Karpathy’s auto-research framing points in the same direction: define an objective, run experiments, update the loop by evidence.

The harness improves even when the model stays the same.

Always-on personal agents push this further. A background agent can run scheduled research, inspect previous conversations, draft memory updates, and improve its own operating context. I think of this as memory dreaming: the agent reviews what happened, proposes what should be remembered, and the human accepts or rejects it.

The human review part matters. Autonomous memory without curation becomes instruction garbage collection in reverse.

Why Dismissing Tools Too Early Is Dangerous

One thing my mentor pulled out in the conversation is important: it is easy to dismiss new AI tools as fad, slop, or unnecessary.
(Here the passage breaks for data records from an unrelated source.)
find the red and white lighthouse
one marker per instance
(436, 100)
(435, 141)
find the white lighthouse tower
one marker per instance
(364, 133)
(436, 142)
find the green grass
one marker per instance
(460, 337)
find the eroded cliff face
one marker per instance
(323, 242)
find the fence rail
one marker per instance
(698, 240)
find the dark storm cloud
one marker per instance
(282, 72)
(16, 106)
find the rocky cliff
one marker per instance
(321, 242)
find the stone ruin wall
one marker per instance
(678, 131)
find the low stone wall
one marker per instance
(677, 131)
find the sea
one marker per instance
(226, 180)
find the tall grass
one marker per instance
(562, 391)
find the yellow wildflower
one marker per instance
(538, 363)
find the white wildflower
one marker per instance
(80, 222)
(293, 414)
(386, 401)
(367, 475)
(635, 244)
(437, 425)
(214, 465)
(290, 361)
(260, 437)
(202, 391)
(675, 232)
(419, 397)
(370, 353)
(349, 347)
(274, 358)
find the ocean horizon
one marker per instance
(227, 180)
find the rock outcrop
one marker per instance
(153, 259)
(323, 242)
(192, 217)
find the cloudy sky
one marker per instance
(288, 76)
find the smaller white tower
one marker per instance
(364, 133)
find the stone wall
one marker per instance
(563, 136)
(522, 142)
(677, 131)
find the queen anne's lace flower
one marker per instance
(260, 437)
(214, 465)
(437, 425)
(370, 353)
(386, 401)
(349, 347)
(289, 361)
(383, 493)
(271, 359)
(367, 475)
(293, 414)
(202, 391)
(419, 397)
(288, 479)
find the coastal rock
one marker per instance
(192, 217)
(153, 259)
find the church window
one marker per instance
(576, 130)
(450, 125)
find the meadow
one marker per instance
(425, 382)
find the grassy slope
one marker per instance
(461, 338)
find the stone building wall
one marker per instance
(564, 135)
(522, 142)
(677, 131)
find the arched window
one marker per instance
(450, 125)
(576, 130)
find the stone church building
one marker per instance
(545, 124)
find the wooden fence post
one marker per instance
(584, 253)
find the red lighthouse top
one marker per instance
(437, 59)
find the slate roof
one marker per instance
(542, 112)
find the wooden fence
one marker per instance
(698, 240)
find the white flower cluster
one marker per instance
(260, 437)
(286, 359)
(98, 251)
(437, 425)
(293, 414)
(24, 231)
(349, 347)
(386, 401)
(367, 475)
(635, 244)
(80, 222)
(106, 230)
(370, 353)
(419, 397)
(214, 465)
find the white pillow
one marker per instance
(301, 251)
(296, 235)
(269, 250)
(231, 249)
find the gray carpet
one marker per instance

Sometimes that dismissal is correct.

But if the opinion comes from shallow glossing over instead of actual trial, you may miss the good part of the tool.

The better posture is empirical:

try it seriously
inspect what it changes
find the failure modes
keep the useful primitive
discard the hype

Keeping up with the agentic toolchain is almost a full-time job. But if you build software for a living, the primitives are becoming too important to ignore.

Also, because the conversation got informal by the end: yes, this includes the important cultural work of appreciating RAG Against the Machine and Seedhe Maut. Some primitives are technical. Some are motivational infrastructure.

What Engineers Are Actually Engineering Now

The engineering target is shifting.

We are not only engineering application code. We are engineering:

workflows
flowcharts
harnesses
permissions
control loops
memory systems
review gates
background jobs
agent-to-agent handoffs
context maintenance

That is the real frontier of agentic design.

The frontier is no longer only model frontier.

It is the design frontier:

can the loop preserve context?
can it protect itself?
can it recover?
can it improve across runs?
can it produce useful artifacts without drowning the human in slop?

The prompt matters, but only inside that architecture.